A playwright might feel freer to speculate, where a journalist should never invent. “The rules I set myself,” Murphy says, “were that I could only fictionalise it to the extent that it was necessary to explain something to the audience.”
The most fascinating character in Guaranteed!, however, is largely fictitious. He is a British hedge fund analyst based on one of Murphy’s sources, who, from a very early stage, assesses Anglo with icy dispassion, decides it is massively overvalued and bets it will go bust. He appears for just three scenes, but he feels like the protagonist of another play that Murphy might have written: a clear-eyed outsider, unswayed by politics and rhetoric, who is banking on failure.
“He’s the hero,” Murphy agrees. “He just doesn’t have a lot of stage time. On one level he’s the hero of the play because he’s the one person who does what everyone else should have been doing: finding the true value in things, cutting things down to size.” Ideally, that’s also the purpose of journalism.
On paper, Murphy’s path to political theatre sounds quite direct. He studied politics in UCD, where he was a member of the drama society. He joined Concern and spent two years in Angola, a country where “politics is over the edge” and he turned to journalism to report on it. On finishing a master’s in politics at Wits University in Johannesburg, he returned to Dublin and began writing reviews for Irish Theatre Magazine. He now writes about theatre for the Irish Independent, makes documentaries for RTÉ and contributes political pieces to Prospect, Dublin Review and others.
The Anglo tapes
After the successful tour of Fishamble’s production this summer, Murphy decided to revisit his text for the new tour, introducing the coarse voices of the Anglo tapes: the language of “bolloxology”, “give us the moolah” and “another day, another billion” that seemed to confirm the public’s worst suspicions about Ireland’s financial and political culture.

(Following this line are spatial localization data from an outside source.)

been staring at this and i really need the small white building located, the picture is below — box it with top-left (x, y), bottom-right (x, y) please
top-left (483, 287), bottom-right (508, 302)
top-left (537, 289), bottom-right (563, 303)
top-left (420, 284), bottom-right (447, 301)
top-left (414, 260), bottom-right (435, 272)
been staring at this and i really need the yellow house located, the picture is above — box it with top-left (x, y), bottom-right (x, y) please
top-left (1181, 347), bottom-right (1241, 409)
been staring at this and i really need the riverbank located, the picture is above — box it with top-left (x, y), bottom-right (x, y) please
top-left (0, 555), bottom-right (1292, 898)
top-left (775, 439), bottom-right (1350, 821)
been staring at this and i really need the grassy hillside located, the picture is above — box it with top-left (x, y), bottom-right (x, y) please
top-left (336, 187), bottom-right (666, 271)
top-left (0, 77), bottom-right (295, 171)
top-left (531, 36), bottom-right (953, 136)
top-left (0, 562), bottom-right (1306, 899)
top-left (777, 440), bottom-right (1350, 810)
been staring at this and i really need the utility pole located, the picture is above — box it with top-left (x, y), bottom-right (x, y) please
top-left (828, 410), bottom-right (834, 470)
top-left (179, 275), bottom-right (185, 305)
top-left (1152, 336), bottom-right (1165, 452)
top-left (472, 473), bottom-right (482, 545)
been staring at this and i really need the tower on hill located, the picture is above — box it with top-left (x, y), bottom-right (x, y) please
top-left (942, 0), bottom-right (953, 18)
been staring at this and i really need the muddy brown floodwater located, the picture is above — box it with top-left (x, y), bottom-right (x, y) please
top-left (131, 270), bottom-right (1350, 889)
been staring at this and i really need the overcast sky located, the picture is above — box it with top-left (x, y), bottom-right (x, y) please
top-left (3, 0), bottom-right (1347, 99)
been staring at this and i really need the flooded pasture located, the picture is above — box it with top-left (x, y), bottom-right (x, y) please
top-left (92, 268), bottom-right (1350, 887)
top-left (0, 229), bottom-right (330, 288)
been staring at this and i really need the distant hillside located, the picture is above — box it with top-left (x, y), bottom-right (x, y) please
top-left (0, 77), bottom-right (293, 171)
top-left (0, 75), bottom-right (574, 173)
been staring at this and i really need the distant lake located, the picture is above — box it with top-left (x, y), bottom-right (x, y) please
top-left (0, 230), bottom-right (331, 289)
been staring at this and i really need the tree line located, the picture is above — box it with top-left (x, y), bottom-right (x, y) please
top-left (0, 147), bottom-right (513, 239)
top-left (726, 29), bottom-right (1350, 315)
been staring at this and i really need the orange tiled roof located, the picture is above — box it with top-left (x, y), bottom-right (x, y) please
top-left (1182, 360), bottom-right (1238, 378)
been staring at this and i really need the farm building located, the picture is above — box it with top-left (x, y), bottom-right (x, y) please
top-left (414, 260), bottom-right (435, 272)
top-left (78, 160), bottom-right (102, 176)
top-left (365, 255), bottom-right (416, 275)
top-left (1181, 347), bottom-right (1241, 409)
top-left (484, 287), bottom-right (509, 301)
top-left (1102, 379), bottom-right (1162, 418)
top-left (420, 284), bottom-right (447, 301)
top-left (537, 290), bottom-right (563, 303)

“Anglo is what happens when you put a rugby team in charge of a bank,” Murphy reasons. “With some of the same strengths and weaknesses.” Ironically, he had cut a similar scene, one of his own devising, “because it was too obviously a moment of comedy”.
“Do I want to think the best of people?” Murphy considers. “I think I’m more interested in when good people go wrong. I’m also very interested in how societies go wrong.”
A few months ago, in the rehearsal room where Murphy and Morrison tussled over details (“Conall fighting for drama and me fighting for journalism”), Murphy was concerned to see the concluding line of one scene, involving the board of AIB agreeing to sell Bank Centre at the height of the property market, played for laughs: “Now, I think we’ve a report from the remuneration committee?” Murphy had considered the line a form of fair comment, but now he worried that the board members were being scapegoated as hand-rubbing Shylocks. “Then I thought, hang on a second. It’s a f***ing play. It’s basically true. Nobody in the audience is reading this part as journalism. They’re going with the ride. So, let the cast kick back a bit.”
It is a richer scene because of it, and a better piece of theatre, the positive effect of a journalist using dramatic licence.